I can tell you that my own global experiences have changed my life. Back in 1996 and 1997, I traveled to the Amazon in the back of pick-up trucks with Quichua Indians to interview oil companies' executives about new seismic testing sites.

And I marched alongside thousands of protesters in a peaceful governmental overthrow in Ecuador in February 1997.

This past semester, while teaching a global videoconference course on U.S. and Latin American relations between Coastal University and our partner school in Ecuador, there was another peaceful governmental overthrow of a president who had declared martial law.

Some of the students in Ecuador were U.S. exchange students, observing thousands of demonstrators from children to grandmothers in the streets, banging pots and pans — calling for democracy and freedom.

A U.S. student, who was there during the demonstrations, wrote to me that she never felt more exhilarated. You see, for Jennifer, politics became personal — it came to life for her.

That afternoon, my colleague in Ecuador streamed us footage of live demonstrations all over Ecuador — we witnessed political change real time. Such experiences can change your life.

For all these reasons, take these college years to experience the globe. Did you know that only 1% of all U.S. college students study abroad? Don't miss this opportunity — it will make you understand not just about the world, but also about yourself.

And when you do go out to explore your planet, don't be a tourist buying souvenirs — be a traveler, someone who looks and listens and learns.

At Coastal, we want to make sure that you are globalists — that is, citizens quite literally concerned about how the world hangs together — and that you are critical and active members of the world around you.

During these years at Coastal, you will have a multitude of opportunities to gain experience in the global market place and its cultures. I recommend that you take advantage of the study abroad programs in Africa, Asia, Latin America, the Caribbean and Europe.

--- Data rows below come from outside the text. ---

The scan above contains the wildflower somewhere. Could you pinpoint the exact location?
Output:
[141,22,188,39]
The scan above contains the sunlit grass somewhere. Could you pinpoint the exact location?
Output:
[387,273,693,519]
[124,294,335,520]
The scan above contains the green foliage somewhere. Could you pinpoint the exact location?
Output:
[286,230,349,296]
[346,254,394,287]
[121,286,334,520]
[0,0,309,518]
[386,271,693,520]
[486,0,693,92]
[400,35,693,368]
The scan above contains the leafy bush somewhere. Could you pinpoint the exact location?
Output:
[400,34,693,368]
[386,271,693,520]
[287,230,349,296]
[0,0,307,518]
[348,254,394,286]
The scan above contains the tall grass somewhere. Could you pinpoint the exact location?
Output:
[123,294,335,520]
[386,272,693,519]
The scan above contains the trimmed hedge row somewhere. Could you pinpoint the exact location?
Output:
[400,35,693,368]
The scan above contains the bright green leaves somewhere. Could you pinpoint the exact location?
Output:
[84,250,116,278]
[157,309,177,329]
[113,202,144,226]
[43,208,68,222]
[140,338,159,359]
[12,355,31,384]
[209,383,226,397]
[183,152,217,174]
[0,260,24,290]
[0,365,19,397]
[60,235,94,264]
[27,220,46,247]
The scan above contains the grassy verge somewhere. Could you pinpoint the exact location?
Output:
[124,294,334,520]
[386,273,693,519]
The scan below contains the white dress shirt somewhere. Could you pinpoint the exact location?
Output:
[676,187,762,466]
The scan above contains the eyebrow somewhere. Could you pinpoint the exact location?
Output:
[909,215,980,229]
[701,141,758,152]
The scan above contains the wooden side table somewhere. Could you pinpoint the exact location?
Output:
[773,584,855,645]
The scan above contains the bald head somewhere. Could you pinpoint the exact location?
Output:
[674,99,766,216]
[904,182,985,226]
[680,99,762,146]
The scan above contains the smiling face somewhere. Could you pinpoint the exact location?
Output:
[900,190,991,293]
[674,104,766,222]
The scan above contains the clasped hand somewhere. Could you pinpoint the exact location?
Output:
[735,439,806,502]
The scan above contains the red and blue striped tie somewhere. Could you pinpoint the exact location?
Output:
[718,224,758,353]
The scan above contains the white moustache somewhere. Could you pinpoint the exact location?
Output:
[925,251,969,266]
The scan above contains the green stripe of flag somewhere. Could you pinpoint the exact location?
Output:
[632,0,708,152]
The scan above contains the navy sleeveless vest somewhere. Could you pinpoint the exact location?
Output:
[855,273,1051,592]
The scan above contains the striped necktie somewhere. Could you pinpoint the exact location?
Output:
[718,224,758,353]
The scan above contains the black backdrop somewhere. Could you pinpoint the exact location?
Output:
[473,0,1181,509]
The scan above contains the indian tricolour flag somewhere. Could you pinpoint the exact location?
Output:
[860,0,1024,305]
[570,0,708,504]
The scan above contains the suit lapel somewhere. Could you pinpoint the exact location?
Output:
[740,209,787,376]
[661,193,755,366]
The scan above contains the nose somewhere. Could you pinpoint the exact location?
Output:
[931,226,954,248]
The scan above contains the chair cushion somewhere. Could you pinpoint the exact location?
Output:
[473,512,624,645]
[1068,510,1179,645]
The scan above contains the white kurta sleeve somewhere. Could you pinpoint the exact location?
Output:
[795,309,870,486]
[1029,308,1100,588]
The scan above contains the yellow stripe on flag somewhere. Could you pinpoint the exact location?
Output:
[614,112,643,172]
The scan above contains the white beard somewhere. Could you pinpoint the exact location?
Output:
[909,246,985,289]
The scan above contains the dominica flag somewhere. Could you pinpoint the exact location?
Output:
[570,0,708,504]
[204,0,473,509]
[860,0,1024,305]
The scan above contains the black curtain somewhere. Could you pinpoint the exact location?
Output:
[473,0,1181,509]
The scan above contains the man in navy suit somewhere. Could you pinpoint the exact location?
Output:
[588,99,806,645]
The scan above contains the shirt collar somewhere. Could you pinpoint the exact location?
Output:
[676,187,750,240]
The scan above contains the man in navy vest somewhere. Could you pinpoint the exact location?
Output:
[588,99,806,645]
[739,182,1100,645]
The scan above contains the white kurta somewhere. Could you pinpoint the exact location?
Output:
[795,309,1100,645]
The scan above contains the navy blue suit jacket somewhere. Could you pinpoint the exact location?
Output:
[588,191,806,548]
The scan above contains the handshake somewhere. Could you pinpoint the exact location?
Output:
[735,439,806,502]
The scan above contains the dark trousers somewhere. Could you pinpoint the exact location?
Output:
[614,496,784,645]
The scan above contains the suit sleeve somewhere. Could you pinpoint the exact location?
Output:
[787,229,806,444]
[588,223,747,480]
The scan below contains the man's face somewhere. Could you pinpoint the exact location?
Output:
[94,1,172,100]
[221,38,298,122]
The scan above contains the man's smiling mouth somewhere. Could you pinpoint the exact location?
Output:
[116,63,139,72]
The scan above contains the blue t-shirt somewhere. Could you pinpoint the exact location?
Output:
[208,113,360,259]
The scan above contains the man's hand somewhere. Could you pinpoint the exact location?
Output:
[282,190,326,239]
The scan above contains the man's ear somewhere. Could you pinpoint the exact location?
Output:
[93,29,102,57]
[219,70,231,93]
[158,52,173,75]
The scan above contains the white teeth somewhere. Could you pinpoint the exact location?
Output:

Get to know the international students here from over 53 different countries. Why not take a global videoconference course — or chat with students in the education program from Moscow live? You might opt for an internship in Citibank or the United Nations, as some of our students have done this summer.

Most importantly, in every academic program on this campus, there are students, faculty and staff who have lived and worked all over the world and are enthusiastic about advancing your progress toward global citizenship.

Ms. Satrapi wrote Persepolis 2 about her college years. In that book, she makes us think about how the university experience changes us. How is it going to change you? If I handed you a blank journal today, how would you fill it over the next four years?

I hope that you will be part of a new generation of college graduates who will help shape globalization for the benefit of all the world's citizens and I hope you will bring that knowledge back home to share.

The author would like to thank Dr. Richard Collin and Dr. David Millard for their insightful commentaries.